Objective
Homeless patients are a vulnerable population with a higher incidence of using the Emergency Department (ED) for non-crisis care. Multiple charity programs target their outreach toward improving the health of homeless patients but few data are available on the effectiveness of reducing ED recidivism. The aim of this study is to determine whether inappropriate ED utilization for non-emergency care may be reduced by providing charity insurance and assigning homeless patients to a primary care physician (PCP) in an outpatient clinic setting.
Methods
A retrospective medical records review of homeless patients presenting to the ED and receiving treatment between July, 2013 and June, 2014 was completed.
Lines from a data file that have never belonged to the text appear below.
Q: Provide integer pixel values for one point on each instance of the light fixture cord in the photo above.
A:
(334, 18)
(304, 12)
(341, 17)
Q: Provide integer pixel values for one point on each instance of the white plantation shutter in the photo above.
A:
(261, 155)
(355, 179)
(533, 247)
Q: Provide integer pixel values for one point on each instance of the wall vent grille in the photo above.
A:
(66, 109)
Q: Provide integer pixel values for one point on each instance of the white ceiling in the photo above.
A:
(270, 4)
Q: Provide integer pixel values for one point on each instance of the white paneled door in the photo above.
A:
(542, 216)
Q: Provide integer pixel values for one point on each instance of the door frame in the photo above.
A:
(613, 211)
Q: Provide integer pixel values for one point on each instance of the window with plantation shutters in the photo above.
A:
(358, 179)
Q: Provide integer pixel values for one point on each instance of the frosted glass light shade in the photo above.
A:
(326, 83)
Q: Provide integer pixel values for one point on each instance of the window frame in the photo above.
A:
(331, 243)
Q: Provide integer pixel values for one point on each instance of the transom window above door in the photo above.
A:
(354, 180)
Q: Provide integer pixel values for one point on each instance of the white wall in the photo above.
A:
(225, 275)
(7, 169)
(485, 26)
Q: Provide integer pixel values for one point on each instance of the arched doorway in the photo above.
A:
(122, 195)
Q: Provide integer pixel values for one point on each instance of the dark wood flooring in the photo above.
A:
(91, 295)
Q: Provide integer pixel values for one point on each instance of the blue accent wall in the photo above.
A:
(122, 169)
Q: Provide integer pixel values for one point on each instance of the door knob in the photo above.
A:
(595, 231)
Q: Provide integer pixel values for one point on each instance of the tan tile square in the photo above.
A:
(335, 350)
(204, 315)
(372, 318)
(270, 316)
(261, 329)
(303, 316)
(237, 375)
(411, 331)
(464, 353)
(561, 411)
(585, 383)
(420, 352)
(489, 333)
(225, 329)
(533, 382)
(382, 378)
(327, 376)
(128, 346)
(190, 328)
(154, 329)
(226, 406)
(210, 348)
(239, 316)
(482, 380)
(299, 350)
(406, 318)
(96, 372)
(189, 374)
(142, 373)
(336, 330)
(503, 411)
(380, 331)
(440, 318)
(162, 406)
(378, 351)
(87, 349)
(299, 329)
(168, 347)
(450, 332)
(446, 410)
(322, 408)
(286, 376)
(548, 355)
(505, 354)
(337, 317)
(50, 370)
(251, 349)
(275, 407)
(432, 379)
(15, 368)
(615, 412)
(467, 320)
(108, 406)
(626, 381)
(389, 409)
Appropriate versus inappropriate utilization of the ED was determined using the New York University ED Algorithm (NYUA). The association between patients with charity care coverage, PCP assignment status, and appropriate versus inappropriate ED utilization was analyzed and compared.
Results
Following NYUA standards, 76% of all ED visits were deemed inappropriate with approximately 77% of homeless patients receiving charity care and 74% of patients with no insurance seeking non-crisis healthcare in the ED (p=0.112). About 50% of inappropriate ED visits and 43.84% of appropriate ED visits occurred in patients with a PCP assignment (p=0.019).
Conclusion
Both charity care homeless patients and those without insurance coverage tend to use the ED for non-crisis care resulting in high rates of inappropriate ED utilization. Simply providing charity care and/or PCP assignment does not seem to sufficiently reduce inappropriate ED utilization in homeless patients.